Synthesis, molecular docking, and antioxidant activity of new fluorescent tetrafluoroterphenyl analogues

Nucleophilic aromatic substitution (SNAr) chemistry has been applied to develop many functionalized pentafluorobenzene derivatives. Those compounds are highly specific at the para position of the fluorinated ring. Therefore, they are typical adducts for the preparation of antioxidant molecular systems. In this context, we report the use of SNAr chemistry as a suitable and simple approach for the synthesis of fluorescent antioxidant perfluorinated materials bearing ether bonds in various para‐substituted alkoxy chains and with high purity and excellent yields. The fluoroterphenyl core was prepared via alkylation, Cu(I)‐assisted decarboxylation, and cross‐coupling using the potassium salt of fluorobenzoate, followed by the reaction with different alcohols. The structures of the synthesized fluoroterphenyl adducts were investigated using FT‐IR, 1H NMR, 13C NMR, and 19F NMR spectroscopy. The emission spectra and absorption spectra showed solvatochromism.

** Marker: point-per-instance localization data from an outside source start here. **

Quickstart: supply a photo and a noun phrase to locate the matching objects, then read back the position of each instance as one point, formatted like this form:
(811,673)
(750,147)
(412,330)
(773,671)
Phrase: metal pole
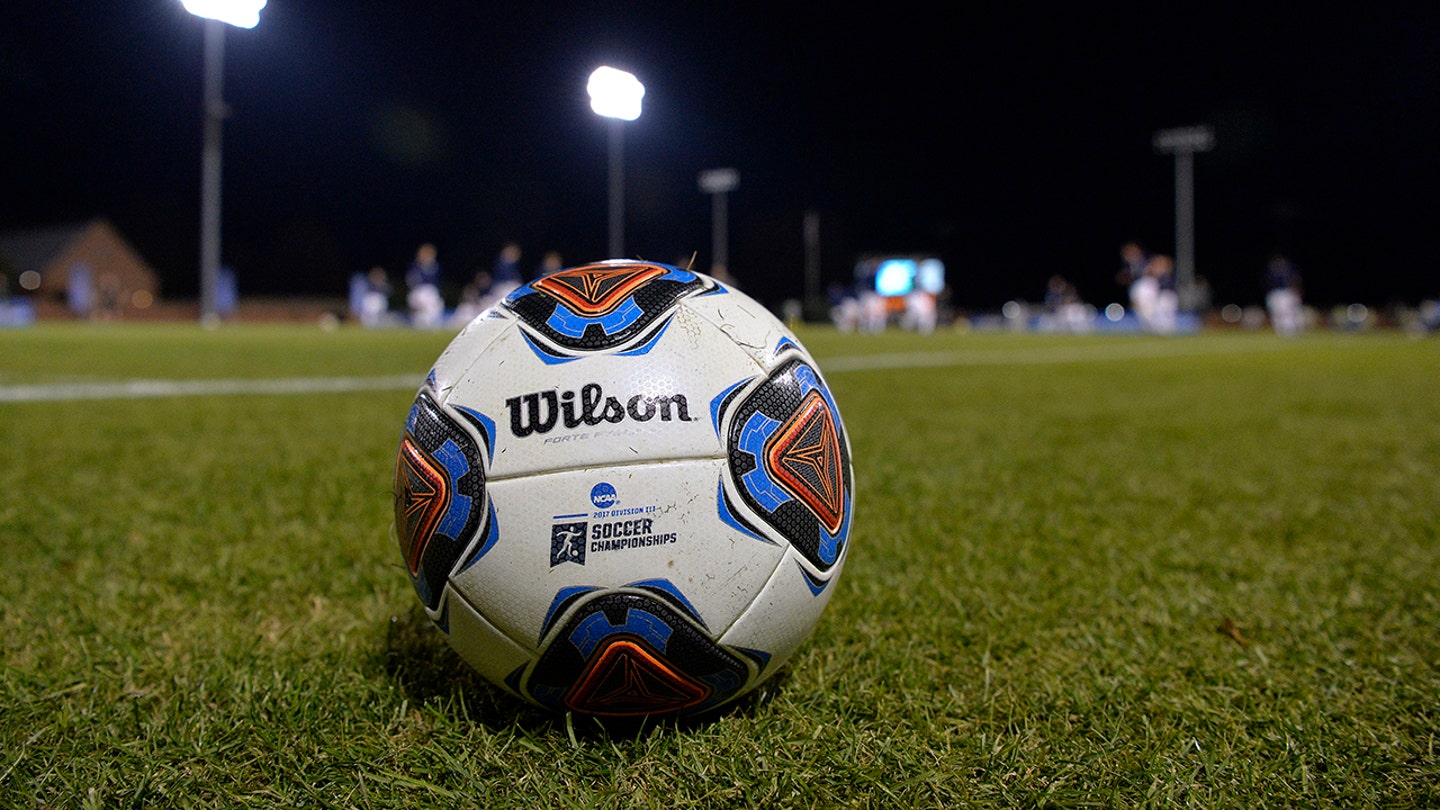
(210,169)
(812,258)
(1185,229)
(617,188)
(720,227)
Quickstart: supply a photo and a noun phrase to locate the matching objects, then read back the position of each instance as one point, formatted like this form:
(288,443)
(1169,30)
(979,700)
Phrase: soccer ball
(624,490)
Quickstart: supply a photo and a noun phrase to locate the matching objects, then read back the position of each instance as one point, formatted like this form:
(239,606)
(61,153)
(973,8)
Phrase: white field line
(164,388)
(1059,355)
(156,388)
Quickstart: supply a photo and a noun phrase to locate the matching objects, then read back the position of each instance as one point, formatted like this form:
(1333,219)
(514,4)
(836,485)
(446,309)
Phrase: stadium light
(1184,143)
(239,13)
(216,13)
(615,95)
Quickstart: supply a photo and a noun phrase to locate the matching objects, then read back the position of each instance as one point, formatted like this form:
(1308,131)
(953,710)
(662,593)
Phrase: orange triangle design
(595,290)
(625,679)
(421,499)
(804,457)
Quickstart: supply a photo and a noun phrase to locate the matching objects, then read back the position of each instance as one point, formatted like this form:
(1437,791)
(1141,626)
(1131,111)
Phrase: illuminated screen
(894,277)
(900,276)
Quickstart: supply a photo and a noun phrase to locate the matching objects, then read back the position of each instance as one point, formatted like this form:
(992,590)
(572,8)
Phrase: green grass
(1108,571)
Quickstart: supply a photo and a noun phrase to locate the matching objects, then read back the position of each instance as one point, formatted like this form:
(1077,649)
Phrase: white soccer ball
(625,490)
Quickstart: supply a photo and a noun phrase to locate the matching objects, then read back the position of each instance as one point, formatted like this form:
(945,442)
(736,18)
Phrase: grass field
(1086,571)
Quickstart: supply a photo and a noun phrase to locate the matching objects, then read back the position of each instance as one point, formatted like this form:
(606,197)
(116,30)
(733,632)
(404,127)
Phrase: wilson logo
(542,411)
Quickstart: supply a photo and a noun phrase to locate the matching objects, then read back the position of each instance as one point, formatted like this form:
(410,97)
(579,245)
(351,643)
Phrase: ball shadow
(426,669)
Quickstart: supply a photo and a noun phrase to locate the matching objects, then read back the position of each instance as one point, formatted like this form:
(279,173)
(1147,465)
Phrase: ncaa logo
(602,496)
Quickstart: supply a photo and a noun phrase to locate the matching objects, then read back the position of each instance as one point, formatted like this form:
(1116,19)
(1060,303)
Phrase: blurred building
(81,270)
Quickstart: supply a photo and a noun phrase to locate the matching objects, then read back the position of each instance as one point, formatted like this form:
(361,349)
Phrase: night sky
(1014,143)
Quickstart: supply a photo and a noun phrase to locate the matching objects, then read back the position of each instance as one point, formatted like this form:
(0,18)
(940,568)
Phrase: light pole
(617,95)
(216,13)
(1184,143)
(717,183)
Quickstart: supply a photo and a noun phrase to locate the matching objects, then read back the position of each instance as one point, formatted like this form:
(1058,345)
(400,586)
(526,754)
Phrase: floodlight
(239,13)
(615,94)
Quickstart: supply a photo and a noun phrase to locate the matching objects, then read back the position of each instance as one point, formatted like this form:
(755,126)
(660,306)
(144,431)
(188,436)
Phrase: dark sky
(1015,143)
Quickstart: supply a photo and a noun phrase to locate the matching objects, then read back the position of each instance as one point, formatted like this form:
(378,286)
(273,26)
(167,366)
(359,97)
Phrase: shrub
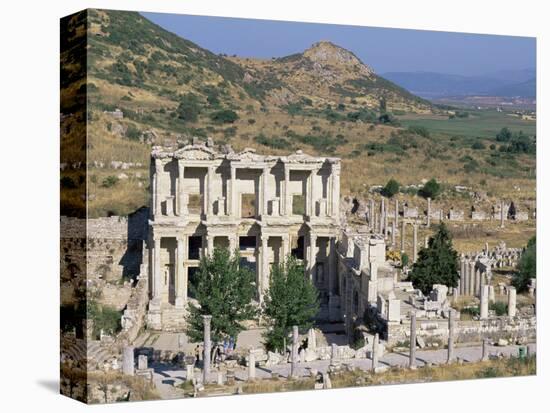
(430,190)
(224,116)
(67,183)
(419,130)
(189,108)
(109,182)
(391,188)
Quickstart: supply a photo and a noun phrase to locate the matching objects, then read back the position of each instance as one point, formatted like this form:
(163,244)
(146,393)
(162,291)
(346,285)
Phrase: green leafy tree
(436,264)
(291,300)
(225,291)
(431,189)
(189,108)
(527,266)
(504,135)
(391,188)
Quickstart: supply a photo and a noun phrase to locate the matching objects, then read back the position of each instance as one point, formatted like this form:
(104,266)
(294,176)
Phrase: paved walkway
(168,376)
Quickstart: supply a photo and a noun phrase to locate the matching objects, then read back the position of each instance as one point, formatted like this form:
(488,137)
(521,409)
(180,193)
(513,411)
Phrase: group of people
(219,353)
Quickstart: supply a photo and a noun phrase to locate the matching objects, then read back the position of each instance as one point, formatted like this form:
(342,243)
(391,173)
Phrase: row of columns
(285,208)
(263,268)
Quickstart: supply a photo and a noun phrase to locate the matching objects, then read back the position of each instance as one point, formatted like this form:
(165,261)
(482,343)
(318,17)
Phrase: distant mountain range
(432,85)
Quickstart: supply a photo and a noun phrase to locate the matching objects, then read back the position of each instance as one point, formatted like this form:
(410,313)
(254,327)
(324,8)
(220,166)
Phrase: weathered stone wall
(466,331)
(106,252)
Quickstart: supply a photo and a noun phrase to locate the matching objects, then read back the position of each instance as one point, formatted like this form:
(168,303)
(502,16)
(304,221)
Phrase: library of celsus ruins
(266,206)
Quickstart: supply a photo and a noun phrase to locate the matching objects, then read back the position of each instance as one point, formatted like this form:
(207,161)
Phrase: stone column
(265,175)
(511,302)
(251,364)
(375,352)
(396,212)
(451,343)
(181,202)
(429,217)
(210,245)
(209,191)
(471,282)
(412,351)
(294,354)
(415,242)
(128,361)
(335,190)
(332,264)
(484,303)
(312,254)
(156,282)
(233,243)
(180,256)
(403,223)
(462,275)
(485,350)
(206,319)
(231,198)
(264,275)
(382,216)
(372,221)
(157,187)
(477,282)
(286,201)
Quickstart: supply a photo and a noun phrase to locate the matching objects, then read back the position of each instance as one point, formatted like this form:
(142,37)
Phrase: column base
(180,302)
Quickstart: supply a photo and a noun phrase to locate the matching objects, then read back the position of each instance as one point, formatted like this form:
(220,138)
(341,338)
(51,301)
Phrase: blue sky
(386,50)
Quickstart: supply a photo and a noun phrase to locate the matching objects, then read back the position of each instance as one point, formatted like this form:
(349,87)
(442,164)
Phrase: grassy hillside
(324,101)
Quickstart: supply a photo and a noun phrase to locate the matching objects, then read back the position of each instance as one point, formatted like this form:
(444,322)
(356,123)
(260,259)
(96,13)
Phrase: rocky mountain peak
(326,53)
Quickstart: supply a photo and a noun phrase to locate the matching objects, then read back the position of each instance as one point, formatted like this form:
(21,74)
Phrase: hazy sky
(385,50)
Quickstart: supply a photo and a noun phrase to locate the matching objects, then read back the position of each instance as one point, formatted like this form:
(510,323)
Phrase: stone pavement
(165,376)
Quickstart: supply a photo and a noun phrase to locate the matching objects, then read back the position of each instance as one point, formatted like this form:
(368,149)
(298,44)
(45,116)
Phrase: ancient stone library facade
(267,207)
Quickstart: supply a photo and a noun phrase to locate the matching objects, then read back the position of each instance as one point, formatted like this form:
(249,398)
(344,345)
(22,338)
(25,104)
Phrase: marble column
(412,349)
(415,242)
(181,201)
(264,275)
(206,320)
(403,224)
(209,190)
(210,245)
(393,232)
(429,215)
(286,200)
(265,184)
(157,187)
(332,264)
(511,302)
(396,212)
(462,275)
(294,354)
(382,219)
(232,210)
(128,361)
(233,243)
(502,214)
(484,303)
(251,364)
(375,352)
(180,252)
(451,343)
(335,190)
(312,254)
(485,350)
(156,282)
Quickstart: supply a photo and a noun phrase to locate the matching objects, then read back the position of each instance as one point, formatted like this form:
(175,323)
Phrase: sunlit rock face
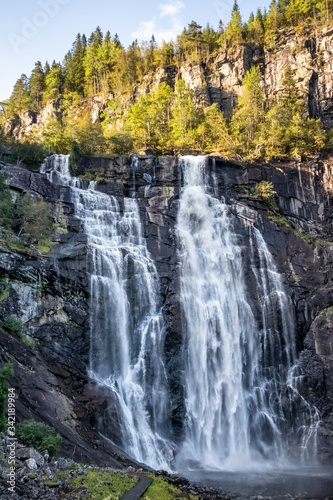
(144,217)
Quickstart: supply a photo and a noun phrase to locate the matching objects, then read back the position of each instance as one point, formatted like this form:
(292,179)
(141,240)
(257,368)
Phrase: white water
(236,370)
(242,382)
(127,331)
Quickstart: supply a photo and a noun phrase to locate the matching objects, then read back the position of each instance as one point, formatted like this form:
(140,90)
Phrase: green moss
(282,220)
(45,245)
(4,293)
(27,340)
(166,191)
(102,485)
(16,246)
(101,180)
(324,311)
(160,489)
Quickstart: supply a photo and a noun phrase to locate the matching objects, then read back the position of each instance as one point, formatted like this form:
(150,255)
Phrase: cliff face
(49,292)
(219,77)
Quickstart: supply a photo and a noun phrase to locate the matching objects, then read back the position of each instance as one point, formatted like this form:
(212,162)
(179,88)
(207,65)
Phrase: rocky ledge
(49,293)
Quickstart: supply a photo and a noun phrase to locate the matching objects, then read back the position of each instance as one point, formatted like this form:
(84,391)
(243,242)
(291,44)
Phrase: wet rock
(27,453)
(31,464)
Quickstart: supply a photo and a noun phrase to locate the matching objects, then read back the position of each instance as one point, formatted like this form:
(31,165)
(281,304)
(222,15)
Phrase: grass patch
(324,311)
(101,485)
(45,245)
(160,489)
(16,246)
(4,293)
(282,220)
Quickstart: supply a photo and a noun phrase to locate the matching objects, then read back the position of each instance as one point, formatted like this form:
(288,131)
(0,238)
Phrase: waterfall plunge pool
(269,481)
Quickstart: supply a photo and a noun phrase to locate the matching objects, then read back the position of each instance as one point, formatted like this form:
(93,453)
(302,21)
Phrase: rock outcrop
(218,79)
(49,292)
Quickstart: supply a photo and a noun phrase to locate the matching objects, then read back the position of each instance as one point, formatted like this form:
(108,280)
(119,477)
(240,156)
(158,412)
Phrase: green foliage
(13,326)
(214,132)
(161,489)
(234,34)
(40,436)
(35,219)
(29,153)
(6,205)
(6,372)
(286,129)
(265,190)
(36,86)
(101,485)
(250,112)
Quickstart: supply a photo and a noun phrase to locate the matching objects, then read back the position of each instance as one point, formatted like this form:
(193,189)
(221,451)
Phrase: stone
(31,464)
(26,453)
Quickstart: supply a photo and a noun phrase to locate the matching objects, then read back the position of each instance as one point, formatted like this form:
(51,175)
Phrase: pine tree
(19,100)
(6,372)
(250,111)
(54,82)
(36,86)
(74,66)
(234,29)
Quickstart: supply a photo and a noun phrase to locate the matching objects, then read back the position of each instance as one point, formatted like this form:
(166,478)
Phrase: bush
(6,205)
(35,219)
(40,436)
(13,326)
(264,190)
(30,154)
(6,372)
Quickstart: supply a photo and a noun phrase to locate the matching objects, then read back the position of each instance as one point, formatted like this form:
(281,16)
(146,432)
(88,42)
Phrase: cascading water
(236,372)
(242,383)
(127,331)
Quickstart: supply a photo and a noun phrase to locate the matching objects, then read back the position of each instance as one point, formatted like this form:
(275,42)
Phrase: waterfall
(239,385)
(243,387)
(127,332)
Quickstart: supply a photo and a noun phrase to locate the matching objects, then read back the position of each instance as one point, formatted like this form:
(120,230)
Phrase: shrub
(40,436)
(264,190)
(13,326)
(6,372)
(30,154)
(35,219)
(6,205)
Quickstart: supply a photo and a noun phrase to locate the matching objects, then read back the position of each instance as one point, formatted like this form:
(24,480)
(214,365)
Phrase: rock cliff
(49,292)
(219,77)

The newly prepared tetrafluoroterphenyl analogues were investigated by antioxidant examination using the 2,2‐diphenyl‐1‐picrylhydrazyl assay. Results were compared with ascorbic acid and butylated hydroxytoluene as references, and revealed that the tetrafluoroterphenyl analogues containing a decyl chain had the highest activity, with an IC50 value of 22.36 ± 0.19 g/ml. The produced tetrafluoroterphenyl analogues were used in molecular docking strategies with a Protein Data Bank protein ID 5IKQ. The antioxidant investigations and docking results were convergent. The fluorinated decyl hydrocarbon sequence on the tetrafluoro‐terphenyl hybrid demonstrated prominent antioxidant results (IC50 = 22.36 ± 0.19 μg/ml). The high binding score for the decyl hybrid S = −10.6436 kcal/mol with the root mean square deviation of 1.1514 using molecular docking stimulation.